Therefore, in summary, the present invention includes the following features.
The present invention, in the first aspect, is a method for detecting malignant pleural mesothelioma, wherein in a biological sample from a subject, at least selected from the group consisting of TMEM30B gene, KAZALD1 gene and MAPK13 gene Detecting the methylation of one gene, and determining that the gene is a malignant pleural mesothelioma when the gene is methylated.

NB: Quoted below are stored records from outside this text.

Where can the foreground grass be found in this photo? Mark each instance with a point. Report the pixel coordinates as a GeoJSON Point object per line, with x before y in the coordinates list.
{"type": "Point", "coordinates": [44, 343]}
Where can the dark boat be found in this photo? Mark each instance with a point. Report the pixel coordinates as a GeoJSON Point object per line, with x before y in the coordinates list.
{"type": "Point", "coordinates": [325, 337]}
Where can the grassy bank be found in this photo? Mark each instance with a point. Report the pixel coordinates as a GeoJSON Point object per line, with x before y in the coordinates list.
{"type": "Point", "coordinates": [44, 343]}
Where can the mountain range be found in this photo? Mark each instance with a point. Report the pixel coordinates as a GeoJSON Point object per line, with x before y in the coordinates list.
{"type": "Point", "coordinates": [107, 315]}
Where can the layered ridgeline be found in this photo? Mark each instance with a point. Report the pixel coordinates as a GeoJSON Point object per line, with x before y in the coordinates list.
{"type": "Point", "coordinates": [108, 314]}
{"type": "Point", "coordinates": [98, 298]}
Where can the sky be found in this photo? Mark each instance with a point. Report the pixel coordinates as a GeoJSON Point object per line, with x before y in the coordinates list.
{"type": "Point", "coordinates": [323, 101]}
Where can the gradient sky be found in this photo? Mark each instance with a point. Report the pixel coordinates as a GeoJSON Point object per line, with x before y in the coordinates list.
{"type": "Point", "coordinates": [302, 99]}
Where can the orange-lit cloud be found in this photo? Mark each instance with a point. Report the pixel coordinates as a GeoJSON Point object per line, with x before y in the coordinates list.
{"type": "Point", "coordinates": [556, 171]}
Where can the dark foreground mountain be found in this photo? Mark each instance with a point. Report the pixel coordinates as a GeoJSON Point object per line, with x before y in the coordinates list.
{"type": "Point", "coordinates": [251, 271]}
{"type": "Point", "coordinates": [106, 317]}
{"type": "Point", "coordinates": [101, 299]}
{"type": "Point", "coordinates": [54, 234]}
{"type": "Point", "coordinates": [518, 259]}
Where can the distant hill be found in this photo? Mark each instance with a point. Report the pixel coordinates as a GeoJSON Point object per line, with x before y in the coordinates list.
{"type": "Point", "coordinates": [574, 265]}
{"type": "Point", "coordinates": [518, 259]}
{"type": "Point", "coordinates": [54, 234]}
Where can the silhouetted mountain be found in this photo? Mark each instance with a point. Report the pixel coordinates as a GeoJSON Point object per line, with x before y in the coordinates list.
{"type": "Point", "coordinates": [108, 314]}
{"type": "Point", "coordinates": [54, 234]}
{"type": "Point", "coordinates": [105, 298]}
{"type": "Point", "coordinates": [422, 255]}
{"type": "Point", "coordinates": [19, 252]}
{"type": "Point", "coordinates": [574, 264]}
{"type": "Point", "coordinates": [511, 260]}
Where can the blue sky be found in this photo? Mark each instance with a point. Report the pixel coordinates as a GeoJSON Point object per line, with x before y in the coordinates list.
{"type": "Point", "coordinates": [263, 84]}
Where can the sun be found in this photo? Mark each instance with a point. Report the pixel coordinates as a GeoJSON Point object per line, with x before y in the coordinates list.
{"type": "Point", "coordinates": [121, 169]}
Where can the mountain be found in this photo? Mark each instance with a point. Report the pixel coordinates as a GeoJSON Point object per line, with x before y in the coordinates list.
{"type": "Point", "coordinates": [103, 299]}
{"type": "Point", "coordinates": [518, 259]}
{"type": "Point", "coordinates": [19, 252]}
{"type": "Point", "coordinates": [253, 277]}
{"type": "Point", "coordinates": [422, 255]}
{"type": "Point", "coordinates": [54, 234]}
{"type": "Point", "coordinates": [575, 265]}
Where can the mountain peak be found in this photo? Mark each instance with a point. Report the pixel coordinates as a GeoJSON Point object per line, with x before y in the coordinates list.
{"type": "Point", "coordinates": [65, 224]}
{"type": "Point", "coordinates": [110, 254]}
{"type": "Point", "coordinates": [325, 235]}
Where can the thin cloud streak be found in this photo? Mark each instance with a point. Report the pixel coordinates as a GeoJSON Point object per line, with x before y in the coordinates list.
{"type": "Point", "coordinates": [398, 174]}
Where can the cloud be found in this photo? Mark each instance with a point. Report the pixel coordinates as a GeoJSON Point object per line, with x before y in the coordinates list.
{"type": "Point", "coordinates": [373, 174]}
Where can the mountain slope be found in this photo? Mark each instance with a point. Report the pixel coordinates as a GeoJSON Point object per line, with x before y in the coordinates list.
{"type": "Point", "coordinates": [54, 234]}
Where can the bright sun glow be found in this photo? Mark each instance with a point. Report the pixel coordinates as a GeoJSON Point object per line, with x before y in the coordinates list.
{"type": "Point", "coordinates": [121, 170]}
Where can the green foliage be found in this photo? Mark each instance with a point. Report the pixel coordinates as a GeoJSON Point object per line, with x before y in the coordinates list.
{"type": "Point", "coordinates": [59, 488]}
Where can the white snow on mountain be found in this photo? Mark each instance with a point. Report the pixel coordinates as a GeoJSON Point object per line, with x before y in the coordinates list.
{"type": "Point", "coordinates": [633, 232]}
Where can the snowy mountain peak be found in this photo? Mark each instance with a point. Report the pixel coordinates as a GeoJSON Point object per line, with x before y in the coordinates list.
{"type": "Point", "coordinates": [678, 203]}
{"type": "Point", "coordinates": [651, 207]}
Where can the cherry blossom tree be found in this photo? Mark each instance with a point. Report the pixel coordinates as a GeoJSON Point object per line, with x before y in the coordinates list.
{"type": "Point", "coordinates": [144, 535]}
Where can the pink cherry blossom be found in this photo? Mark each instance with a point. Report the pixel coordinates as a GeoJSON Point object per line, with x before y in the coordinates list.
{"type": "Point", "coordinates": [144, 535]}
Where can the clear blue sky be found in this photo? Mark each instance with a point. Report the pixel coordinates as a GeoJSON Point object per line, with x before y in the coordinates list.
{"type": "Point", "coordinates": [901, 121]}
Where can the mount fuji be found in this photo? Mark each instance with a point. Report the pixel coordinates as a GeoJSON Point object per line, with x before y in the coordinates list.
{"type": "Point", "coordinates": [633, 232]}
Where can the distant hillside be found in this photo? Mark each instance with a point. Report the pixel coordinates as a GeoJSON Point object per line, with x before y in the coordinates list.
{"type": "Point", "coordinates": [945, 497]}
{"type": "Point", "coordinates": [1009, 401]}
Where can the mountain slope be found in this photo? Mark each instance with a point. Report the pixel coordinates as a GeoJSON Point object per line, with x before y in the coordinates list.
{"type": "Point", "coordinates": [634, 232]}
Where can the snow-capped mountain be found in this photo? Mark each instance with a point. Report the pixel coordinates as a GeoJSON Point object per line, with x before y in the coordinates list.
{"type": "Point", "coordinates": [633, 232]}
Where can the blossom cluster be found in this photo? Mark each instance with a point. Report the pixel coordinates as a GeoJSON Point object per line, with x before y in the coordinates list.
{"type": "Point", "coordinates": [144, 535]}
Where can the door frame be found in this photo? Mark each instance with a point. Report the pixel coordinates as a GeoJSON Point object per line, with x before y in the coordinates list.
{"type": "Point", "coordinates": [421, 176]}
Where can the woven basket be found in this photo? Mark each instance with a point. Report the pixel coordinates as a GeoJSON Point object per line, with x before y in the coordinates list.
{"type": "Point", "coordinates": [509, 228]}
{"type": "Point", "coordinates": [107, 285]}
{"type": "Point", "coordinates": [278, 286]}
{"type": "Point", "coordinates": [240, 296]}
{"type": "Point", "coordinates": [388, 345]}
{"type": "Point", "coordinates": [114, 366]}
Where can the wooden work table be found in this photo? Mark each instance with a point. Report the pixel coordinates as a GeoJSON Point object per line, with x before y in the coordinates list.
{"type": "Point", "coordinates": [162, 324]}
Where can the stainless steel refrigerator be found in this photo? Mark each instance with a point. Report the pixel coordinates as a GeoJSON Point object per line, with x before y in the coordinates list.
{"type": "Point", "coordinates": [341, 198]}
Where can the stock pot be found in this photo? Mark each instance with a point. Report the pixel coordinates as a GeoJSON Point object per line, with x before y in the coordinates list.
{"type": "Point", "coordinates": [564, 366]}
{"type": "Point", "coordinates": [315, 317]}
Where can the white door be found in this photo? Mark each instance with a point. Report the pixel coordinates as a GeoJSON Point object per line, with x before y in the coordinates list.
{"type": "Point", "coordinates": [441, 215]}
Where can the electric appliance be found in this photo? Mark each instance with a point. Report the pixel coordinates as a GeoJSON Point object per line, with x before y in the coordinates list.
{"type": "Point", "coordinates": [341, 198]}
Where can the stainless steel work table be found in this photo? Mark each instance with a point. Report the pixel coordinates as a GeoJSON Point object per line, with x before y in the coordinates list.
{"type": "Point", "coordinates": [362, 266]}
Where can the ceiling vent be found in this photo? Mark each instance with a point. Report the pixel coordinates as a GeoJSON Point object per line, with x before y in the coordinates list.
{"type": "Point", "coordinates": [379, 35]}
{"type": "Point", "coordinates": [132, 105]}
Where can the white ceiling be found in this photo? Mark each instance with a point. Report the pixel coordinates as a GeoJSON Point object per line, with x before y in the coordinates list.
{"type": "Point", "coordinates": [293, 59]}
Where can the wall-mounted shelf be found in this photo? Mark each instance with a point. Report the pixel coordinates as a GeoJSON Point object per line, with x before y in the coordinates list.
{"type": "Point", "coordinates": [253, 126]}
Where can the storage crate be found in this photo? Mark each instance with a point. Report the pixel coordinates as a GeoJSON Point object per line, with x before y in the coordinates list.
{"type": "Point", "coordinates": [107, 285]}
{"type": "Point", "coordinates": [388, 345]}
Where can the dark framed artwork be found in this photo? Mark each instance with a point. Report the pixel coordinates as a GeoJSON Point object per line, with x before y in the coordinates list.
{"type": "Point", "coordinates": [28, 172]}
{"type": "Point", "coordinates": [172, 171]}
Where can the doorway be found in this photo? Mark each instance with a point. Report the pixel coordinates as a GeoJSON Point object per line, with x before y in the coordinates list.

  In the second aspect, the present invention also relates to a method for determining the prognosis of a subject suffering from malignant pleural mesothelioma, comprising a TMEM30B gene, a KAZALD1 gene, and a MAPK13 gene in a biological sample from the subject. Measuring the degree of methylation of at least one gene selected from the group, wherein the prognosis of the disease is good when the degree of methylation of the gene is low compared to the degree of methylation of subjects with poor prognosis And providing the above method.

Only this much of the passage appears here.